Sedangkan Anton sendiri kebingungan. Karena keadaan semakin gelap saja. Sedangkan Arsilla di seret Tamam dalam keadaan yang hanya menutupi kemaluan bawahnya saja dengan lembaran kain baju yang sudah ia pegang. Sedangkan pepayanya terlihat jelas, tanpa sehelai benang. 

Tamam tak perduli. Yang ia pikir, pokoknya ingin sampai rumah dan ingin menghajarnya di rumah. Ya hanya itu yang ada di otaknya. Tak ingat juga, jika dia sudah meminta anaknya untuk pulang. 

"Astagfirullah ... Tamam? Kamu ini kenapa?"

"Ya Allah ... ada apa ini?"

"Loh ... kok itunya jelas banget ... bisa?"

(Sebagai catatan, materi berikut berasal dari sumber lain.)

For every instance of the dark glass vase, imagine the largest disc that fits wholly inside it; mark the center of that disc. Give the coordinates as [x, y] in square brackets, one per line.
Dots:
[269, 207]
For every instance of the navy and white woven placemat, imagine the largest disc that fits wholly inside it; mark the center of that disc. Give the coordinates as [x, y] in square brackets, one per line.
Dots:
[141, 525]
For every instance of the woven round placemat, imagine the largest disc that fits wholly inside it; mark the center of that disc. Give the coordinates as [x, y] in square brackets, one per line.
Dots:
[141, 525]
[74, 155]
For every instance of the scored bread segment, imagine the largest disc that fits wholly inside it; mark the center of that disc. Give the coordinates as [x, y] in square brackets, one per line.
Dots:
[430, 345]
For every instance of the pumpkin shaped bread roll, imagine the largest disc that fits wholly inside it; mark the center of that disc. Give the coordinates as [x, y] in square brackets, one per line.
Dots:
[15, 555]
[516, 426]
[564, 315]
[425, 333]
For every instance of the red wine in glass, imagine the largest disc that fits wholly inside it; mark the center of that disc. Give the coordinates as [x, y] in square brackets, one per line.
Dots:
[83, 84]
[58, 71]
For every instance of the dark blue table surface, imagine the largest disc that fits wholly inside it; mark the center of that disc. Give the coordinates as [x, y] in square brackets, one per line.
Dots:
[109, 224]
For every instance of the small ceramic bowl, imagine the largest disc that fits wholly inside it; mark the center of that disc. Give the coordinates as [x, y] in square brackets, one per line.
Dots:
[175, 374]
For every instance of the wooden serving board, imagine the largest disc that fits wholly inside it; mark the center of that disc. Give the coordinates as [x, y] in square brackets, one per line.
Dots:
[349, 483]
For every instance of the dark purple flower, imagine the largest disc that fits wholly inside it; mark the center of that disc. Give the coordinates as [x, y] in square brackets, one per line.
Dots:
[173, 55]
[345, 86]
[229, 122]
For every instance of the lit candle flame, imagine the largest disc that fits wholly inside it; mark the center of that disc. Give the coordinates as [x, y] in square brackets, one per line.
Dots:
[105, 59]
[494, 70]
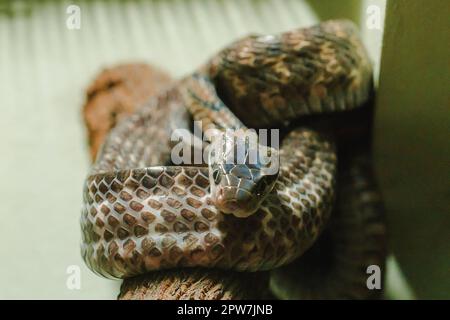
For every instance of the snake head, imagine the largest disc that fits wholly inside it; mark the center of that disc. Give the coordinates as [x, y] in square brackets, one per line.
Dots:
[241, 172]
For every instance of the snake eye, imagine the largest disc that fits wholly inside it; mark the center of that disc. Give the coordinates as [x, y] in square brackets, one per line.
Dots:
[217, 176]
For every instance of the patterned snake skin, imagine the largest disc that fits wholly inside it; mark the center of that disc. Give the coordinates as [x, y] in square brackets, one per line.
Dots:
[141, 213]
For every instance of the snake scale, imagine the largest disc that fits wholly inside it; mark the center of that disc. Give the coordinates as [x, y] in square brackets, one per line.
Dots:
[142, 213]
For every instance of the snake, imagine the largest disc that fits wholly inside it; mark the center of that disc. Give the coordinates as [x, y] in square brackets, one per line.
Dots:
[142, 212]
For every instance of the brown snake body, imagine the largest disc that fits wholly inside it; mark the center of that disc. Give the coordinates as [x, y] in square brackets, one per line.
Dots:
[142, 214]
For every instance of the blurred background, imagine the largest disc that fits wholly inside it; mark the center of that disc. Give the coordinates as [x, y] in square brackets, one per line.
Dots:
[47, 60]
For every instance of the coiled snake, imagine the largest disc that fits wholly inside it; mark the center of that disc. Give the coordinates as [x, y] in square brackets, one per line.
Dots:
[142, 213]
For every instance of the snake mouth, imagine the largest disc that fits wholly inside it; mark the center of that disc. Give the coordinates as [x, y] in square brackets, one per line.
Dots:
[237, 202]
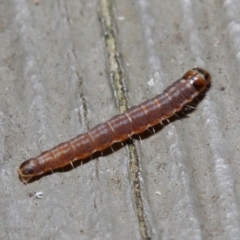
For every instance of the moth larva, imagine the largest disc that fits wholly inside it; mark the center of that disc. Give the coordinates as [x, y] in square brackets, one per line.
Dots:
[136, 120]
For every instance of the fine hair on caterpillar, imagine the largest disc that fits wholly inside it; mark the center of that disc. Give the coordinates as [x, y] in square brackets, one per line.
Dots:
[135, 120]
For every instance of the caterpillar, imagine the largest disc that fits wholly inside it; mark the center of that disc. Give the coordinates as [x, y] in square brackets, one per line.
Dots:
[120, 127]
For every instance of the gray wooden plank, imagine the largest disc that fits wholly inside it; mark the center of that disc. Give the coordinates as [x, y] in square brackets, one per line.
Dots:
[55, 84]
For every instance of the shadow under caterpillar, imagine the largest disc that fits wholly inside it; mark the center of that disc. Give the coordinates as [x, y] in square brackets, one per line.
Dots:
[120, 127]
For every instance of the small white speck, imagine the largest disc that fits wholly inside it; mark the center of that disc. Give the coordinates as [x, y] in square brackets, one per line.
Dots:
[151, 82]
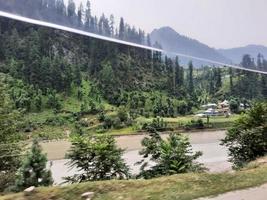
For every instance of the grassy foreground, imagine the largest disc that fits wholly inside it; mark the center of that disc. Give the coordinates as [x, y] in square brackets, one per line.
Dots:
[182, 187]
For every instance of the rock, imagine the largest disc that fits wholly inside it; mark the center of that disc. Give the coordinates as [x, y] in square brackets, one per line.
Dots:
[87, 195]
[30, 189]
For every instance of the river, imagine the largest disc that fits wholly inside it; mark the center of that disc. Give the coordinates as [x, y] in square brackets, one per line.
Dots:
[214, 155]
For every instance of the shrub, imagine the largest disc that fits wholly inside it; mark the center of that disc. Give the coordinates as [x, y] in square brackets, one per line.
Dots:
[96, 158]
[171, 156]
[108, 122]
[194, 124]
[247, 139]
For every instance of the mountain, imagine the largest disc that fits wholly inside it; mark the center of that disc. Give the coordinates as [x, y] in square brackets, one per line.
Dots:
[236, 54]
[172, 41]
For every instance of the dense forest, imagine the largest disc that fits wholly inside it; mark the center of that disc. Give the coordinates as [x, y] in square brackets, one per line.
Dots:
[77, 16]
[54, 83]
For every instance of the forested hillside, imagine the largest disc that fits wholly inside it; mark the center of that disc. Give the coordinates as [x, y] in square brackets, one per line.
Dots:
[77, 16]
[45, 68]
[55, 85]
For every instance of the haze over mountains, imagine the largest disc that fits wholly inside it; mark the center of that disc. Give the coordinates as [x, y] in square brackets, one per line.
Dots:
[172, 41]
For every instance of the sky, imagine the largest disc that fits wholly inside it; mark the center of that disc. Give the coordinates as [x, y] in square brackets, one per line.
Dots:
[217, 23]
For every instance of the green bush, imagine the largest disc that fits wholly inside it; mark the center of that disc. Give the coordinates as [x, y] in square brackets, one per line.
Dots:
[247, 139]
[194, 124]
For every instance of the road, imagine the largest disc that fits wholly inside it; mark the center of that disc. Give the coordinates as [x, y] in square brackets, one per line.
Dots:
[214, 155]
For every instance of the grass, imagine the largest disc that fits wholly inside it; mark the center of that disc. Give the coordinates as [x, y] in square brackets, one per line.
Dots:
[182, 187]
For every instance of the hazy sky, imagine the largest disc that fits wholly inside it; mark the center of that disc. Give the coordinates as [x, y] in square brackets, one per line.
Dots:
[218, 23]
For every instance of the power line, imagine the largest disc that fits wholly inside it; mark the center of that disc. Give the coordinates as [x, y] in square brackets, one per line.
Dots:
[96, 36]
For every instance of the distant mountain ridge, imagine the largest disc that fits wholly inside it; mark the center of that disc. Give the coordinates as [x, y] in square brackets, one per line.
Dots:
[236, 54]
[172, 41]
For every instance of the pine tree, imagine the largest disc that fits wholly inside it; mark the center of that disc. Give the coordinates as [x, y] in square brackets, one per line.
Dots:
[98, 158]
[122, 30]
[88, 16]
[190, 79]
[33, 170]
[80, 15]
[112, 24]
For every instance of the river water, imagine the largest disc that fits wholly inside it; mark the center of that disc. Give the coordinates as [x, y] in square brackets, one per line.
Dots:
[214, 155]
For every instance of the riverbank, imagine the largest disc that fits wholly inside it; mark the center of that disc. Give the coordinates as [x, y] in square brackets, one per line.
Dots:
[214, 155]
[183, 187]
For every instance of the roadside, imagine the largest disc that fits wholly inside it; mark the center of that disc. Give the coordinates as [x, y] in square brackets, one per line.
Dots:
[258, 193]
[214, 155]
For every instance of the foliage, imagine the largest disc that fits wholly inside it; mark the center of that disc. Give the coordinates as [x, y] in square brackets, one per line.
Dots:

"Loh ... kok ada Anton juga?" 

"Loh ... loh ... ya Allah ...."

Suara riuh seketika bersahutan. Hingga suara adzan magrib yang berkumandang sudah tak mereka dengar lagi. Karena memang saking riuhnya. Saking hebohnya suasana Magrib ini. 

Sedangkan Arsilla sendiri, ia sebenarnya malu, karena ia sadar dirinya belum memakai baju. Tapi ia juga tak bisa menutupi karena tangan kanannya berusaha melepas jambakan suaminya dan tangan kirinya berusaha menutupi kemaluan bawahnya, dengan baju yang sudah ia pegang, tapi memang belum sempat ia gunakan lagi. 

Disaat ia menarik istrinya seperti itu, ia tak tahu, kalau anaknya melihat kejadian ini. Yang ia pikirkan, ia ingin segera menarik istrinya itu sampai di rumahnya. 

Bahkan keadaan riuh dengan kerumunan orang, juga sudah tak ia perdulikan lagi. Rasa sakit, kecewa, menjadi satu. Ingin tak percaya tapi matanya sendiri yang melihat. Bukan lagi katanya. 

Ya, sorot mata tetangga melihat adegan memalukan itu. Termasuk anak kandungnya. Cukup membuat Nabilla menganga bingung. Melihat kedua orang tuannya seperti itu. 

Razmi memaksa dirinya untuk kuat. Ia terus mendekat, matanya terus mencari suaminya. Ia berusaha menerobos kerumunan orang ramai itu.

Saat berhasil menerobos, akhirnya matanya melihat suaminya, yang sudah meringis kesakitan. Tapi Anton sudah menggunakan baju. 

"Malu-maluin, diajak kelon kok di rumah kosong, nggak modal blas! Kalau aku ogah!"

"La iya ... selingkuh kok sama tetangga, ck ck ck."

"Nampaknya alim, tahunya ya ... amit-amit!"

"Ish ... mudah-mudahan desa kita nggak kena adzab!"

"Heh ... nanggung banget begituan kok magrib, ha ha ha."

Ya seketika mulut tetangga saling berkomentar sesukanya. 

"Kurang aj*r!" Plak! Plak! Plak! 

Teriak Razmi seraya menampar suaminya. Tangan Anton mengepal kuat, berusaha menutupi rasa malu, karena ia sebenarnya sangat malu. 

"Dek ... aku bisa jelaskan!" ucap Anton setelah istrinya selesai menamparnya. Lelaki berbadan tegap itu ingin meraih tangan Razmi, tapi seketika Razmi menolak. 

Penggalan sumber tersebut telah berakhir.